Almost every company, even early stage startups, has someone with the designation of Chief Operating Officer (COO). While everyone assumes that the CEO is the articulate visionary and the CTO is the technical guru, the position of COO is less clear. So the COO, like the offensive lineman in football and the jazz bassist, is the person who is not suited for one of the so called “skill” positions, the glamour jobs, like running back, wide receiver, lead guitarist or vocalist. Let’s take a few paragraphs to explore the actual skills to fill these positions in their respective industries and why these positions, despite their relative anonymity, matter to the success of the group.
First, how may I speak with any degree of authority on these positions? Well, I’ve been in a COO role many times in my so called career. I played the offensive lineman position in high school for about 15 minutes in college before I realized I was out of my league and a walk-on scholarship was not in my future. I’m also a drummer, which means I’m in the back with bass player while the spotlight shines on everyone else.
What do these positions have in common? The the primary similarities are that:
- When performed well, they establish the foundation for team success
- Few people understand what it takes to do these jobs
- When performed to perfection, few people notice.
OFFENSIVE LINEMAN – Relative to the “skills players” on the team, they typically aren’t the best passers, they are slower, less agile, not as quick, and don’t catch the ball as well. However, they usually are the biggest, have the greatest overall body and hand strength, operate as a unit, are intensely loyal to each other and the team, and are the best communicators. If they do their job to perfection on every play, the skills players get an opportunity to advance the ball down the field, everything works, and no one notices them. If they don’t do their job on any one play, the play usually falls apart, players on their team are at greater risk of injury and everyone knows they failed. They are the silent partner you can’t do without.
JAZZ BASSIST – While the piano player is running up and down the keyboard, lead guitarist is jammin’, and the lead singer is belting out the vocals, the bass player is in the background laying down the bass line. Most bass players usually aren’t flashy, stand virtually motionless in the back of the stage, and make what they do look easy. The truth is, despite all the impressive instrumental and vocal runs, and solos, it all comes back to the bass line. If it isn’t steady and consistent throughout the song, everyone else in the band is off and the song just doesn’t reach its potential.
COO – COOs must have a broad set of skills. While they may not be the visionary, the most charismatic, or have deep technical knowledge, they must have a working knowledge of functional areas like finance, marketing, HR, legal, and external relations, to name just a few. Essentially, all the not so sexy stuff required to operate the business day-to-day. In addition, COOs must have viable skills in strategy and pro forma development, communication, process development and assessment, and motivating and leading people. It takes years of training and real world experience to acquire this vast set of skills and knowledge. Despite the relative anonymity of the COO, the company will never reach its full potential if the functions of this position are not performed well.

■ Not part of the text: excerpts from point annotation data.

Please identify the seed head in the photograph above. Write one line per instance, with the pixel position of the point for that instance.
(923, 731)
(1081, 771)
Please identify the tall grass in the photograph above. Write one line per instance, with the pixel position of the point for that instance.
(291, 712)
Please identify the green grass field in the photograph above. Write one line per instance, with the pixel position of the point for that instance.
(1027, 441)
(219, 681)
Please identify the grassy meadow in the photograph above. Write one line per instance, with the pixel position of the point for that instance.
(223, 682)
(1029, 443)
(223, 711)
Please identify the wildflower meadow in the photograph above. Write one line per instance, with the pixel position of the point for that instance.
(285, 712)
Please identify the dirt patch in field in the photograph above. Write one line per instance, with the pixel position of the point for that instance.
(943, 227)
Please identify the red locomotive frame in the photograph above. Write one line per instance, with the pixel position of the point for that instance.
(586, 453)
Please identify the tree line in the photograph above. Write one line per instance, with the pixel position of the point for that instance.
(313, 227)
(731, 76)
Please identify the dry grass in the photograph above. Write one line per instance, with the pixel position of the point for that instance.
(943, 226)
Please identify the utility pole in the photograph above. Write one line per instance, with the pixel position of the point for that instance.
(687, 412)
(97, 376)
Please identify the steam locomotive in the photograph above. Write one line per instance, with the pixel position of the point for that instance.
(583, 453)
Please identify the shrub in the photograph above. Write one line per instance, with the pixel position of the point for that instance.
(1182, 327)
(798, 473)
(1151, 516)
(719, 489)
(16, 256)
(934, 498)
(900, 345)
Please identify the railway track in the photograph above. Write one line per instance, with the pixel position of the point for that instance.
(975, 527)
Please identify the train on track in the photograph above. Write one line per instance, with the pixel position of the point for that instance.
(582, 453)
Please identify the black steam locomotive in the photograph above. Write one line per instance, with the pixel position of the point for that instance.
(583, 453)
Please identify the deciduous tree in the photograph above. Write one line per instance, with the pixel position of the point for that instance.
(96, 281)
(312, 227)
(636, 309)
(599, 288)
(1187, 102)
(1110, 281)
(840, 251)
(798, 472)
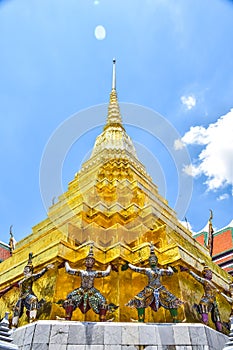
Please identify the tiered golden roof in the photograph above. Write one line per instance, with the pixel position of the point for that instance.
(112, 202)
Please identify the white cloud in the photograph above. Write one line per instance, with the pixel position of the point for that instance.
(223, 196)
(186, 224)
(178, 144)
(188, 101)
(191, 170)
(215, 161)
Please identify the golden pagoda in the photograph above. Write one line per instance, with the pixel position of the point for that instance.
(112, 204)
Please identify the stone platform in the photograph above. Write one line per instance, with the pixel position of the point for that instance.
(72, 335)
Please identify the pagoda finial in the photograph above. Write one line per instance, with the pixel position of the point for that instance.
(114, 74)
(114, 115)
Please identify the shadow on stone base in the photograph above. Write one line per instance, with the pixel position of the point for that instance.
(72, 335)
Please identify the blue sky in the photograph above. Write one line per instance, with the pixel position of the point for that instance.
(173, 57)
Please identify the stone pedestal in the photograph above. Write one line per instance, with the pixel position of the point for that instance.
(72, 335)
(5, 335)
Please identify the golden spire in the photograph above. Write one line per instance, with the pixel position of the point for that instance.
(114, 137)
(114, 115)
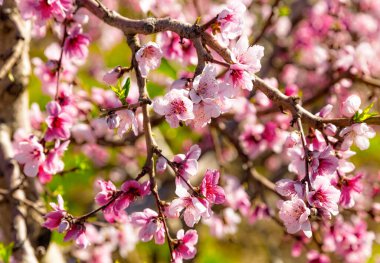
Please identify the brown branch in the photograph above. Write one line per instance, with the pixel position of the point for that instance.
(125, 107)
(59, 63)
(186, 30)
(306, 152)
(13, 59)
(149, 140)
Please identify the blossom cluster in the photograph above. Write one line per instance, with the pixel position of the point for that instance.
(230, 115)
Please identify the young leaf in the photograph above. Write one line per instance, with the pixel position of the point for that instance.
(364, 115)
(126, 89)
(5, 252)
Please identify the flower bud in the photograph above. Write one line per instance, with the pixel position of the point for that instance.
(330, 129)
(350, 106)
(63, 226)
(113, 121)
(113, 75)
(161, 165)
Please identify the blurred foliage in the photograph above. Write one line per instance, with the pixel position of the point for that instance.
(77, 187)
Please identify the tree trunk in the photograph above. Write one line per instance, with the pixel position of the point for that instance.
(19, 224)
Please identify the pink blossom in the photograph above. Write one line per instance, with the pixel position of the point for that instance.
(53, 219)
(185, 245)
(295, 215)
(248, 56)
(35, 115)
(77, 232)
(161, 165)
(127, 121)
(350, 106)
(59, 122)
(204, 111)
(210, 188)
(323, 163)
(352, 241)
(44, 176)
(315, 257)
(47, 71)
(223, 225)
(31, 154)
(193, 208)
(53, 163)
(82, 132)
(251, 140)
(112, 76)
(41, 10)
(76, 44)
(108, 190)
(150, 225)
(297, 164)
(205, 85)
(289, 188)
(360, 133)
(131, 191)
(175, 48)
(236, 197)
(148, 57)
(187, 164)
(238, 78)
(324, 196)
(261, 211)
(113, 121)
(230, 20)
(96, 153)
(175, 106)
(350, 187)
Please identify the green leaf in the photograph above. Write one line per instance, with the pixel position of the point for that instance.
(284, 11)
(5, 252)
(365, 114)
(126, 88)
(122, 92)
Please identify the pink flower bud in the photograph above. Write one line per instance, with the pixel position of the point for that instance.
(161, 165)
(113, 121)
(330, 129)
(325, 111)
(291, 90)
(112, 76)
(350, 106)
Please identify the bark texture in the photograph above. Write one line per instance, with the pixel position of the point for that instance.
(19, 223)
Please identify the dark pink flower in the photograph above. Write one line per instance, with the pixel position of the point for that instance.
(295, 215)
(185, 245)
(31, 154)
(53, 219)
(76, 44)
(150, 225)
(53, 163)
(131, 191)
(324, 195)
(59, 122)
(41, 10)
(349, 187)
(175, 48)
(112, 76)
(230, 20)
(148, 57)
(315, 257)
(289, 188)
(324, 163)
(176, 107)
(77, 232)
(210, 188)
(107, 191)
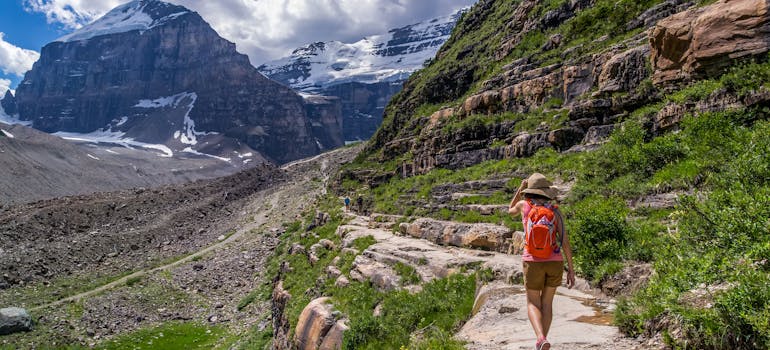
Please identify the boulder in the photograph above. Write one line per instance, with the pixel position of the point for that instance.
(702, 41)
(8, 102)
(313, 324)
(624, 71)
(485, 236)
(14, 320)
(333, 339)
(342, 281)
(280, 322)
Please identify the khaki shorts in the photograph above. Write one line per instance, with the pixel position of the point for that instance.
(538, 275)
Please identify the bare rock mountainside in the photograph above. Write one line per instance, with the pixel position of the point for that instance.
(158, 73)
(364, 75)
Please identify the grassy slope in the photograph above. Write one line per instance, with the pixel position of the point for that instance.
(717, 236)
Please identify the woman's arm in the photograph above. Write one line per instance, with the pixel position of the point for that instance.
(515, 207)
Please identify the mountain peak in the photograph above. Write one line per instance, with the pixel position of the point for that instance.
(138, 15)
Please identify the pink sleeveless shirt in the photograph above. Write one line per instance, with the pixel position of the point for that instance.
(526, 256)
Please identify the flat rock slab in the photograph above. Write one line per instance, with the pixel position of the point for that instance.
(430, 260)
(500, 321)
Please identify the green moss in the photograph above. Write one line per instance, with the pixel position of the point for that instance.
(171, 336)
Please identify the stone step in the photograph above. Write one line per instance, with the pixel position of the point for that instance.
(428, 259)
(499, 321)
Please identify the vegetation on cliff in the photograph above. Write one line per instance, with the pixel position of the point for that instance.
(707, 247)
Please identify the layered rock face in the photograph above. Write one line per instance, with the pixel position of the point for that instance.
(147, 55)
(364, 75)
(571, 105)
(9, 104)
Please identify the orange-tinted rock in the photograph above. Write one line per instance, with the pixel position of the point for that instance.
(702, 41)
(313, 324)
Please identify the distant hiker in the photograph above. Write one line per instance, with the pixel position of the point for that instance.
(545, 240)
(360, 203)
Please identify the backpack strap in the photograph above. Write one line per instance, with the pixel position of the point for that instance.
(560, 222)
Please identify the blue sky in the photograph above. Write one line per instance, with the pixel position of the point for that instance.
(264, 30)
(25, 30)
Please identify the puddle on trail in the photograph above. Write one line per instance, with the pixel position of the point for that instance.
(601, 316)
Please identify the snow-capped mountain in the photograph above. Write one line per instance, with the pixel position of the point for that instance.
(390, 57)
(134, 15)
(364, 75)
(155, 75)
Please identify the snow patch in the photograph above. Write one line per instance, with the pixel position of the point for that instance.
(187, 135)
(192, 151)
(125, 18)
(381, 58)
(113, 137)
(12, 120)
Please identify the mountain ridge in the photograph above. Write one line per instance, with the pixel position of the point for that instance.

For the odd man out in an early stage company who may have found himself or herself with the title of Chief Operating Officer, it is critical to be brutally honest in assessing what it takes to fill this position. For the new COO with the right aptitude and attitude, it is important to be very intentional regarding knowledge and skills acquisition. Initially, you must identify the things you can do, the things you can’t, and the resources to help you get things done in terms of advisors, mentors and vendors. In addition, and this should be no surprise, YOU NEED A STRATEGY for acquiring the necessary skills and knowledge. The most pressing needs get the most immediate attention. Lay out a strategy and schedule for when and how you will you will get the education you need. It may be in a formal classroom, an online course, attending regular sessions with a mentor or advisor, or self-directed research couples with practical application. The success of the company depends on it.
THE TAKEAWAY: In a team, especially a small one, every positions counts and lofty titles are irrelevant if you can’t fulfill the requirements of your position. COOs, like offensive linesmen in football and jazz bassists, are typically in the background doing the hard work that facilitates success in other, more noticeable areas. Leading and being good at your craft in these positions means that when you do your job well, few people will notice you. A vast skill set, strength of character and humility rule the day.